Agents
An AI Agent with Memory & Tools, in LangChain
The smallest complete example of a real agent: an LLM that can call your tools and remembers the conversation across turns. The three pieces, why each matters, and the LangChain code that wires them together.
Strip away the hype and an “AI agent” is three parts bolted together: a language model that decides what to do, a set of tools it's allowed to call, and a memory so it doesn't forget what just happened. Here is the smallest version that actually works — built with LangChain, end to end.
The three pieces
Before any code, the mental model. An agent loop is just this: the LLM reads your message and decides whether it can answer directly or needs help. If it needs help, it emits a tool call — a structured request like get_weather("Tokyo"). Your code runs that tool, hands the result back, and the model continues. Wrap the whole exchange in memory and the agent can reason across turns instead of starting cold every time.
1. The LLM and the tools
Start with the model and the tools it's allowed to use. In LangChain a tool is just a function with the @tool decorator — the docstring matters, because that's how the model learns what the tool does and when to reach for it.
from langchain_openai import ChatOpenAI
from langchain_core.tools import tool
# The reasoner
llm = ChatOpenAI(model="gpt-4o", temperature=0)
# The hands — the docstring is the model's instruction manual
@tool
def get_weather(city: str) -> str:
"""Get the current weather for a city."""
return f"It's 22°C and sunny in {city}."
@tool
def add(a: int, b: int) -> int:
"""Add two numbers together."""
return a + b
tools = [get_weather, add]2. Wiring the agent
Next, give the model a prompt with two special slots: one for chat_history (memory drops in here) and one for agent_scratchpad (where the model's in-progress tool calls live).
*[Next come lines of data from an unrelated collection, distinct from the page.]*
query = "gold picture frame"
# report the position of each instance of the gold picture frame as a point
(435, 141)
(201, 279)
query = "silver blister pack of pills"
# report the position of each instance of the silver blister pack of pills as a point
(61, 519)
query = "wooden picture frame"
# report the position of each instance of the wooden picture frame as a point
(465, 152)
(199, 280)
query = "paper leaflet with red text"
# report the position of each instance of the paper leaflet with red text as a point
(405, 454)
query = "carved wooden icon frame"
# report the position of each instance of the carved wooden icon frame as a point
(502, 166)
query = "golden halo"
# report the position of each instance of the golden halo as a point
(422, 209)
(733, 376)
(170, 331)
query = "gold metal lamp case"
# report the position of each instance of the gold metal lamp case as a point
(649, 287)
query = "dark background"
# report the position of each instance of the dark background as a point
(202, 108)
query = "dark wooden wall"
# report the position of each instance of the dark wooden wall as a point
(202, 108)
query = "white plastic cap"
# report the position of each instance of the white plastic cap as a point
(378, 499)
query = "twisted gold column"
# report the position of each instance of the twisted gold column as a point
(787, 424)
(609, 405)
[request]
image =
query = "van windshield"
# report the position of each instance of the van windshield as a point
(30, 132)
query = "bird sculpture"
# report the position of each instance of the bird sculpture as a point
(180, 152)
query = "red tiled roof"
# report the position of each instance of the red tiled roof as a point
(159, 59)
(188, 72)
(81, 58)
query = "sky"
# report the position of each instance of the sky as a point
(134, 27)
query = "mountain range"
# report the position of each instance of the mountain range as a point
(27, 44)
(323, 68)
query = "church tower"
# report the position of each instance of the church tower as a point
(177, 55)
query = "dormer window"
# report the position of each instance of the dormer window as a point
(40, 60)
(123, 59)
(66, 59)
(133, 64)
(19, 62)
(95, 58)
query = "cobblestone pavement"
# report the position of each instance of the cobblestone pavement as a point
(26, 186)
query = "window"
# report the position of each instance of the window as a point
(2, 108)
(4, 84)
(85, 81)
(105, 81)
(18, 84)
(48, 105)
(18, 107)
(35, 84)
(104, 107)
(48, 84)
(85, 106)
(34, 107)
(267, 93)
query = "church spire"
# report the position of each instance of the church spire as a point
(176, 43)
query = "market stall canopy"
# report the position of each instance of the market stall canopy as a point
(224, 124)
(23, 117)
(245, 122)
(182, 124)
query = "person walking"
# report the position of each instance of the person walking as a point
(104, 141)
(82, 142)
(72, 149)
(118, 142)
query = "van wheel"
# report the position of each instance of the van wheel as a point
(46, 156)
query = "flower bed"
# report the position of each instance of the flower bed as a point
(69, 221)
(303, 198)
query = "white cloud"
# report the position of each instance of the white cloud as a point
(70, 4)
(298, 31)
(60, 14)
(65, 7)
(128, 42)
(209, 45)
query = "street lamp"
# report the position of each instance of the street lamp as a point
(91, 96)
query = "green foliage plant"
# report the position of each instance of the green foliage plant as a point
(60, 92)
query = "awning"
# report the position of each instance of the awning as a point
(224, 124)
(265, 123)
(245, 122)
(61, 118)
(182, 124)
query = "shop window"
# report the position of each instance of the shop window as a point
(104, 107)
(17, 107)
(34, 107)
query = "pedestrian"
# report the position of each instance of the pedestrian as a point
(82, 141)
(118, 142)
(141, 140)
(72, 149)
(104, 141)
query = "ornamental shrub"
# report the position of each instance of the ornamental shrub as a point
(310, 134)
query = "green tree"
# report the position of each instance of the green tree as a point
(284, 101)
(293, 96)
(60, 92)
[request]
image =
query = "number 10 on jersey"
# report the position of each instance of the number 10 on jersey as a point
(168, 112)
Then create_tool_calling_agent binds the LLM, the tools, and the prompt together, and AgentExecutor runs the call-a-tool-then-continue loop for you.
from langchain_core.prompts import ChatPromptTemplate, MessagesPlaceholder
from langchain.agents import create_tool_calling_agent, AgentExecutor
prompt = ChatPromptTemplate.from_messages([
("system", "You are a helpful assistant. Use tools when they help."),
MessagesPlaceholder("chat_history"), # <- memory goes here
("human", "{input}"),
MessagesPlaceholder("agent_scratchpad"), # <- tool calls go here
])
agent = create_tool_calling_agent(llm, tools, prompt)
executor = AgentExecutor(agent=agent, tools=tools, verbose=True)3. Adding memory
The executor above is stateless — it forgets everything between calls. To give it memory, wrap it in RunnableWithMessageHistory. You supply a function that returns a message history for a given session_id, and LangChain automatically reads past turns in and writes new ones out. Here the store is an in-memory dict; in production you'd back it with Redis or a database.
from langchain_community.chat_message_histories import ChatMessageHistory
from langchain_core.runnables.history import RunnableWithMessageHistory
store = {} # swap for Redis/DB in production
def get_history(session_id: str) -> ChatMessageHistory:
if session_id not in store:
store[session_id] = ChatMessageHistory()
return store[session_id]
agent = RunnableWithMessageHistory(
executor,
get_history,
input_messages_key="input",
history_messages_key="chat_history",
)Running it
Now invoke it with a session_id. Reuse the same id and the agent remembers — the third message below works only because the first two are still in memory.
config = {"configurable": {"session_id": "user-1"}}
agent.invoke({"input": "What's the weather in Tokyo?"}, config)
# -> calls get_weather("Tokyo"), answers with the result
agent.invoke({"input": "Now add 21 and 21."}, config)
# -> calls add(21, 21), answers "42"
agent.invoke({"input": "What was the first thing I asked you?"}, config)
# -> "You asked about the weather in Tokyo." (only works because of memory)An agent is just an LLM that's allowed to call your functions, with the conversation handed back to it each turn. Everything else is plumbing.
How a single turn actually flows
When you call agent.invoke, here's the loop the executor runs under the hood:
- Memory loads past messages into
chat_history; your input is appended. - The LLM responds either with a final answer or with one or more tool calls.
- If it's a tool call, the executor runs the matching function and feeds the result back into
agent_scratchpad. - The model sees the tool result and loops again — until it produces a final answer.
- That answer (and the input) get written back to memory for next time.
What to watch for
Two traps. First, vague tool docstrings — the model decides which tool to call from the docstring, so “does stuff with numbers” will get you wrong calls; be specific. Second, unbounded memory — naive history grows every turn until you blow the context window and your bill. For long conversations, trim or summarize old turns instead of replaying all of them.